RAIN meeting

RAIN Meeting Schedule: 06-07 Winter & Spring

Research on Algorithms for the Internet

Spring 06-07

Time: 4-5pm Fridays; Room: Gates 498.

Apr 13, 2007 Ying Xu a discussion on WWW'07 papers

Apr 20, 2007 BAGT

Apr 27, 2007 Anish Das Sarma Detecting Near-Duplicates for Web Crawling

May 4, 2007 Mayur Datar Google News Personalization

May 11, 2007 Adam Meyerson Pricing Partially Compatible Products

May 18, 2007 Sergei Vassilvitskii Click Fraud Resistant Methods for Learning Click-Through Rates

May 25, 2007 Dilys Thomas Streaming Algorithms and Worm Fingerprinting

June 1, 2007 Neil Daswani Anatomy of Clickbot.A

Winter 06-07

Time: 2-3pm Fridays; Room: Gates 498.

Jan 26, 2007 Nicolas Lambert Asymptotically Optimal Repeated Auctions

Feb 2, 2007 Hamid Nazerzadeh Mechanism design based on CPA

Feb 9, 2007 Ashish Goel Reusable and multiple goods

Feb 16, 2007 Ying Xu Estimating Search Engine Index and Web size

Feb 23, 2007 Mukund Sundararajan Is efficiency expensive?

March 2, 2007 Paul Heymann Collaborative tagging systems

March 9, 2007 Mihaela Enachescu Multi-path Routing

March 16, 2007 Aleksandra Korolova / Dilys Thomas Clickthrough of and Bidding on keywords

The Anatomy of Clickbot.A
Neil Daswani, Google

In this talk, I will present a detailed case study of the architecture of the Clickbot.A botnet that attempted a low-noise click fraud attack against syndicated search engines. The botnet of over 100,000 machines was controlled using a HTTP-based botmaster. Google identified all clicks on its ads exhibiting Clickbot.A-like patterns and marked them as invalid. We disclose the results of our investigation of this botnet to educate the security research community and provide information regarding the novelties of the attack.

Data Stream Algorithms with Applications to Automatic Worm Fingerprinting
Dilys Thomas

We will first go over a few network worms and contemporary algorithms to detect these network worms. We will then go over some recent techniques to detect these worms using "vunlerability signatures". We will then use this to review two important problems in data stream computation -- distinct value estimation and frequent element computation. We show how these algorithms can be used for automatic worm fingerprinting.

Click Fraud Resistant Methods for Learning Click-Through Rates
Sergei Vassilvitskii

Presenting the paper "Click Fraud Resistant Methods for Learning Click-Through Rates" by N. Immorlica, K. Jain, M. Mahdian, and K. Talwar from WINE 2005.

Pricing Partially Compatible Products
Adam Meyerson, UCLA

Suppose two competing companies provide roughly equivalent suites of software products. Each version of a product has a possibly distinct price and quality. Customers would like to purchase a low- price, high-quality set of products. The issue is that products made by different companies need not be fully compatible. We reduce the customer's decision process to a minimum cut, and provide approximation and hardness results for the problem of computing the company's best-response strategy in several different models. We also introduce a range of questions for further work.
These results will appear in the ACM Conference on Electronic Commerce (EC) 2007, and are joint work with David Kempe, Nainesh Solanki, and Ramnath Chellappa.

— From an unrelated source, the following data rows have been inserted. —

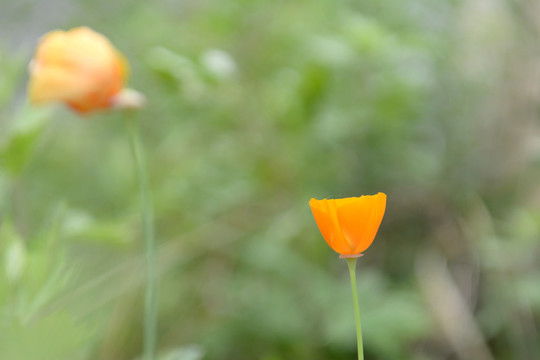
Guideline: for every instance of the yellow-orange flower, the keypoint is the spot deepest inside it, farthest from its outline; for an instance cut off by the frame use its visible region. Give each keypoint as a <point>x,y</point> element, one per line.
<point>79,67</point>
<point>349,225</point>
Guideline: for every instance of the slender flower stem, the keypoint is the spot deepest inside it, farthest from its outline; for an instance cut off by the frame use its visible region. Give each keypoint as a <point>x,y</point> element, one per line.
<point>351,262</point>
<point>147,217</point>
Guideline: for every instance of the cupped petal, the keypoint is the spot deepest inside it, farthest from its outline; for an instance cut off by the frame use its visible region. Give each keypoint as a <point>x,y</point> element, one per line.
<point>324,212</point>
<point>78,67</point>
<point>360,219</point>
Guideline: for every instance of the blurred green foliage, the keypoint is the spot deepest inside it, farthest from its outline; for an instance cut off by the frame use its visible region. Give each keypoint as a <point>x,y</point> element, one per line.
<point>253,108</point>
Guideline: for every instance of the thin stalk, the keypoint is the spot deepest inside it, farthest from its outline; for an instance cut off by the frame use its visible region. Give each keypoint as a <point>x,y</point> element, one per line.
<point>147,217</point>
<point>351,262</point>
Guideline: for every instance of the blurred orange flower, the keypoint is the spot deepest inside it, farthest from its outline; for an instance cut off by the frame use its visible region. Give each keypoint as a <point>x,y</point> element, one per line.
<point>79,67</point>
<point>349,225</point>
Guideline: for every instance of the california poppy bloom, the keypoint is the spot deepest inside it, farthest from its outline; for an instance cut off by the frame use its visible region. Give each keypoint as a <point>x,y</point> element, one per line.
<point>79,67</point>
<point>349,225</point>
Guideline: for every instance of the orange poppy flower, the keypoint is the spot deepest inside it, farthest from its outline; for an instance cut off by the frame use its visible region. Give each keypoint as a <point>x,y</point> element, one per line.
<point>79,67</point>
<point>349,225</point>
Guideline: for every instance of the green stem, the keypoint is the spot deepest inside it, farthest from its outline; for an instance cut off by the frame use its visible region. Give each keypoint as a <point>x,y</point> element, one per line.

Google News Personalization: Scalable Online Collaborative Filtering
Mayur Datar, Google

Several approaches to collaborative filtering have been studied but seldom have the studies been reported for large (several millions of users and items) and dynamic (the underlying item set is continually changing) settings. In this paper we describe our approach to collaborative filtering for generating personalized recommendations for users of Google News. We generate recommendations using three approaches: collaborative filtering using MinHash clustering, Probabilistic Latent Semantic Indexing (PLSI), and covisitation counts. We combine recommendations from different algorithms using a linear model. Our approach is content agnostic and consequently domain independent, making it easily adaptible for other applications and languages with minimal effort. This paper will describe our algorithms and system setup in detail, and report results of running the recommendations engine on Google News.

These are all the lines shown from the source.